Expectations allow to test if the resulting table contains the expected data.

They are defined using the expectations attribute as follows:


table:
...
attributes:
- name: id
type: integer
...
expectations:
- "is_col_value_not_unique('id') => result(0) == 1"

The expectations attribute is a list of strings, each string representing an expectation. The expectation is defined as a string with the following format:

<query_name>(<param>*) => <condition>

<query_name> is the name of the expectation to be tested. The available expectations are defined in the expectations directory. An query is a SELECT statement run against the target table and the result is used to test the expectation.

<param> is the parameter to be passed to the expectation. It is a value that can be read as the expected type by the expectation. Parameters are separated by commas.

<condition> is the condition to be tested. It is a string that can be parsed to a boolean by the expectation and that will be used to test the expectation:

The following variables are available in the condition:

VariableTypeDescription
countLongThe number of rows in the result
resultSeq[Any]The first row in the result as a collection of values (one per column)
resultsSeq[Seq[Any]]The result as a collection of rows, each row as a collection of values (one per column)
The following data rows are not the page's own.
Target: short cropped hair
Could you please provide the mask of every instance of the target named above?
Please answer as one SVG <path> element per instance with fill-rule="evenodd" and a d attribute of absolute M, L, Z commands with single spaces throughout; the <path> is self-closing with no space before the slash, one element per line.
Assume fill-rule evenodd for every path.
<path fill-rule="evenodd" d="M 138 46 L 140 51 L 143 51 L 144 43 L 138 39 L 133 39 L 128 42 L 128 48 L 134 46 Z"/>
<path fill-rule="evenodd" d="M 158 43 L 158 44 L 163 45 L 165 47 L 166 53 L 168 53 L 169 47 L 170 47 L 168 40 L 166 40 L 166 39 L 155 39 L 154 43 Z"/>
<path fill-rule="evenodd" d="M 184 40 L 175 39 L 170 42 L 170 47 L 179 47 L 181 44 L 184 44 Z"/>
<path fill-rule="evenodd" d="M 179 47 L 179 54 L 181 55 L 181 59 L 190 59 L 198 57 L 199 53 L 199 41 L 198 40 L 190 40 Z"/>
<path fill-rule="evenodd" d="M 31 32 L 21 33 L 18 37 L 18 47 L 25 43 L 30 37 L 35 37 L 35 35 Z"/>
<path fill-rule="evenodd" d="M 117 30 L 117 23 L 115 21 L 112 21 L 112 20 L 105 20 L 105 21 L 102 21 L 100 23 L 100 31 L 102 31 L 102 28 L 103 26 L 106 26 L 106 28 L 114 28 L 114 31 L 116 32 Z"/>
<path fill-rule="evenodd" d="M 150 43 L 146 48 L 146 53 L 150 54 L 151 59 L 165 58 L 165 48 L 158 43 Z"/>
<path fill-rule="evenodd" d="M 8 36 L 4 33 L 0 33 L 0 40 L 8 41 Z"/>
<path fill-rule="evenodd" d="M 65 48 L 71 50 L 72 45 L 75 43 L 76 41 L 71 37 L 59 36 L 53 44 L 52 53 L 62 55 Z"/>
Writing expectation queries

Expectation queries are mainly jinja macro templates that are used to generate SQL queries.

{% macro is_col_value_not_unique(col, table='SL_THIS') %}
SELECT max(cnt)
FROM (SELECT {{ col }}, count(*) as cnt FROM {{ table }}
GROUP BY {{ col }}
HAVING cnt > 1)
{% endmacro %}

{% macro is_row_count_to_be_between(min_value, max_value, table_name = 'SL_THIS') -%}
select
case
when count(*) between {{min_value}} and {{max_value}} then 1
else
0
end
from {{table_name}}
{%- endmacro %}

{% macro col_value_count_greater_than(col, table_name='SL_THIS') %}
SELECT {{ col }}, count(*) FROM {{ table_name }}
GROUP BY {{ col }}
HAVING count(*) > {{ count }}
{% endmacro %}


{% macro count_by_value(col, value, table='SL_THIS') %}
SELECT count(*)
FROM {{ table }}
WHERE {{ col }} LIKE '{{ value }}'
{% endmacro %}


{% macro column_occurs(col, times, table='SL_THIS') %}
SELECT max(cnt)
FROM (
SELECT {{ col }}, count(*) as cnt FROM {{ table }}
GROUP BY {{ col }}
HAVING cnt == {{ times }}
)
{% endmacro %}

Put the queries in the expectations directory and use the .j2 extension. You may organize your queries in subdirectories.